Enfin, elle a attiré l'attention sur le fait que les dispositions relatives au régime disciplinaire des détenus et aux moyens de surveillance étaient élevées au niveau législatif. Après avoir rappelé que toutes les sanctions disciplinaires pouvaient désormais faire l'objet d'un recours devant la juridiction administrative, elle a également précisé que la durée maximale de placement en cellule disciplinaire serait réduite (40, 21, 14 et 7 jours selon la gravité des fautes, contre respectivement 45, 30 ou 15 jours à l'heure actuelle).

Enfin, Mme Rachida Dati, garde des sceaux, ministre de la justice, a de nouveau affirmé que le projet de loi pénitentiaire avait pour objectif, par le moyen des aménagements de peines, de prévenir le risque de récidive : considérant que la prison constituait une sanction nécessaire, mais qu'elle devait toujours être regardée comme la sanction ultime, elle a indiqué que le texte prévoyait notamment l'institution de l'assignation à résidence avec surveillance électronique (une procédure qui va au-delà de l'actuel contrôle judiciaire sous surveillance électronique), avec l'accord de la personne intéressée, comme alternative à la détention provisoire, le temps passé en assignation à résidence avec surveillance électronique étant désormais retranché du quantum de la peine en cas de condamnation.

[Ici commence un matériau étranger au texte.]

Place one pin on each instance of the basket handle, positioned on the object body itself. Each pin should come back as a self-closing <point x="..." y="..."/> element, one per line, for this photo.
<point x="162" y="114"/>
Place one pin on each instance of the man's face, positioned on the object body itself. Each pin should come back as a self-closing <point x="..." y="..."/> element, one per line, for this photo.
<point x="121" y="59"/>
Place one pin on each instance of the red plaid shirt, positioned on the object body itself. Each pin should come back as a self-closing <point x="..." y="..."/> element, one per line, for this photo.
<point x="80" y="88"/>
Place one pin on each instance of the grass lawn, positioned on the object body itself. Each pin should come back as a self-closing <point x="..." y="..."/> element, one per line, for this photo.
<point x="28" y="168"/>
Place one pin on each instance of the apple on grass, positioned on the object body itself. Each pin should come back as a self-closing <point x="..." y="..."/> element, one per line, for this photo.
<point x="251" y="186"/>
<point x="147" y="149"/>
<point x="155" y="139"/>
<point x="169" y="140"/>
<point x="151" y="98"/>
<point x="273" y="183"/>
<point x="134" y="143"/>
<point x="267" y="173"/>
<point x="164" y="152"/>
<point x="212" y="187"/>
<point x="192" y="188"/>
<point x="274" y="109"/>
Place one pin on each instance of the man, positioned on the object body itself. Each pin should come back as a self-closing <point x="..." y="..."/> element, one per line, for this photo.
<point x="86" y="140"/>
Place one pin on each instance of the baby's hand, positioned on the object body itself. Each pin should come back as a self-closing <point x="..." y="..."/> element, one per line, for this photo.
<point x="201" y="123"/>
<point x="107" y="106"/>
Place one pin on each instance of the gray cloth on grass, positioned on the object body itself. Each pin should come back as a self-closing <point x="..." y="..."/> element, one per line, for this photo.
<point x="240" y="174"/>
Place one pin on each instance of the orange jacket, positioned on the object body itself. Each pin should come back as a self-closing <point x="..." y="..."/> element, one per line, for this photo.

La ministre a également indiqué que les peines allant jusqu'à deux ans de prison (et non un an comme actuellement) pourraient désormais faire l'objet d'une mesure d'aménagement, ce qui devrait concerner 90 % des condamnations. Compte tenu du vieillissement de la population carcérale, les détenus de plus de 75 ans dont l'insertion et la prise en charge seront assurées pourront bénéficier d'une libération conditionnelle sans condition de délai.

Enfin, la ministre a insisté sur les simplifications apportées aux procédures d'aménagement de peine, précisant par exemple que le projet de loi permettait au chef d'établissement ou au directeur du SPIP de modifier les horaires d'une mesure d'aménagement de peine si cette modification est favorable au condamné en avisant immédiatement le juge de l'application des peines, qu'en cas d'urgence, une suspension de peine pour raisons médicales pourrait intervenir sur présentation du certificat du médecin traitant (alors qu'actuellement, deux expertises médicales sont exigées) et que des procédures simplifiées destinées aux condamnés en fin de peine et à ceux qui ne sont pas encore incarcérés permettraient de prononcer des mesures d'aménagement en l'absence de débat contradictoire.

En tout état de cause, Mme Rachida Dati, garde des sceaux, ministre de la justice, a rappelé qu'à tous les stades, le condamné conservait la possibilité d'être assisté par un avocat, que des recours étaient toujours possibles quelle que soit la procédure adoptée, et qu'à tout moment, le juge de l'application des peines pouvait décider de la procédure la plus adaptée à la situation et que le parquet pouvait toujours demander la tenue d'un débat contradictoire.

En conclusion, Mme Rachida Dati, garde des sceaux, ministre de la justice, a estimé que ce projet de loi pénitentiaire ferait entrer notre système carcéral dans le XXIe siècle et qu'il constituait un rendez-vous important pour notre pays.